Observe that, the sample sizes used by the companies are not the same- the sizes vary between 1,000 and 1,500. There may be two possibilities if each company uses 3% as the margin of error:
All the companies use the same level of confidence and assume the same value of π. In this case, their chosen sample sizes should affect the width of the interval, and hence, the margin of error. The companies ignore their level of confidence, sample size and assumed value of π while choosing 3% as their margin of error.
All the companies manipulate either one, or all of the level of confidence, sample size and assumed value of π, so that each can achieve 3% as the margin of error.
The companies use p instead of π to calculate the confidence interval, all assume the same confidence level and different sample sizes, but the margin of error turns out to be 3% for all.
The problem in the first two cases is that, the confidence intervals are not comparable, and even if they are compared, the level of accuracy of such comparison is questionable.
Assume that the third case is true here. Then, at a glance, it would appear that the companies with the highest and lowest point estimate values, that is, Companies C and B, are the most likely to be unreliable, because they are the ones producing extreme estimates.
However, one should not jump to a conclusion just with this information.
It is necessary to subtract and add 3% to each of the 5 point estimates or percentages, to obtain the 5 intervals. The intervals (in percentages) would be as follows:
Company A: \(\displaystyle{\left({a}-{3},{a}+{3}\right)}\)
Company B: \(\displaystyle{\left({b}-{3},{b}+{3}\right)}\)
Company C: \(\displaystyle{\left({c}-{3},{c}+{3}\right)}\)
Company D: \(\displaystyle{\left({d}-{3},{d}+{3}\right)}\)
Company E: \(\displaystyle{\left({e}-{3},{e}+{3}\right)}\)

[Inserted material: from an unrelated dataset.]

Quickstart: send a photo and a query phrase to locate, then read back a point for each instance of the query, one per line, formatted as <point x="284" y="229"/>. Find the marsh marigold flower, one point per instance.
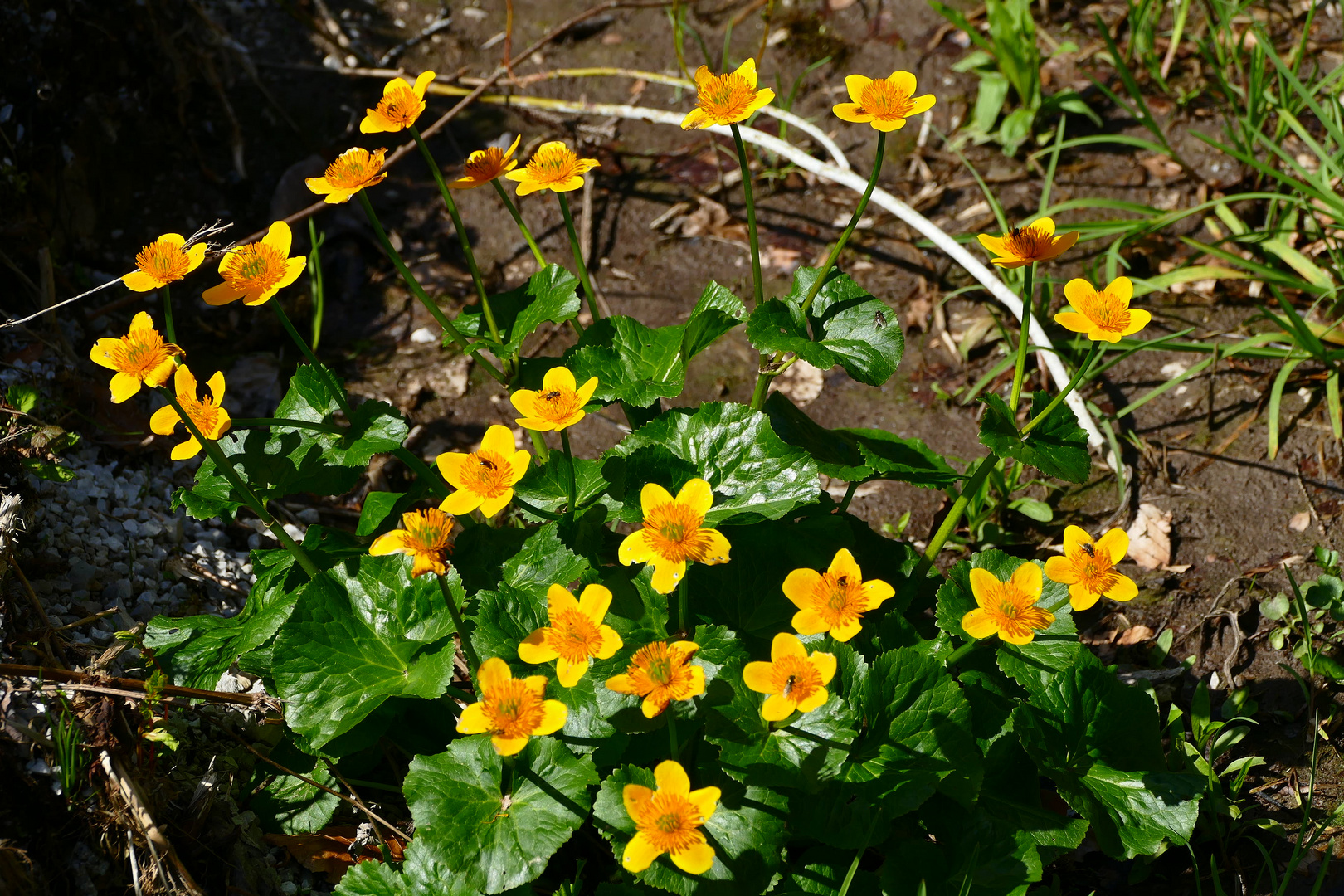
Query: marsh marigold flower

If the estimates of all the companies are to be reliable, then each of the above intervals must greatly overlap with all the others. In that case, it would not at all be possible to say which estimate is unreliable, which is not.

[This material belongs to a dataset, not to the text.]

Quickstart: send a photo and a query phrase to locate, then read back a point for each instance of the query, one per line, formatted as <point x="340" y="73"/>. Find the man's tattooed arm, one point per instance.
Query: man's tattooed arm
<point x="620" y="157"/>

If one or both of the extreme companies (C or B) is/are such that their intervals are completely detached from, or only slightly overlapping with the other intervals, then that company/companies can be considered as the most likely to be unreliable.
Another possibility is that, the first 2 (or 3) companies with the highest point estimates (C and A, or, C, A, and D) have highly overlapping intervals, while the remaining 3 (or 2) companies with the lowest point estimates (D, E, and B, or, E and B) have highly overlapping intervals among themselves, but the two groups overlap very slightly or not at all. In that case, again, it would be difficult to identify which estimates are reliable, which are not.
Note that, even if some idea can be formed about the most unreliable/inaccurate estimates, it would be in terms of which company (or companies) are the most likely to be unreliable, it is not possible to exactly identify such companies.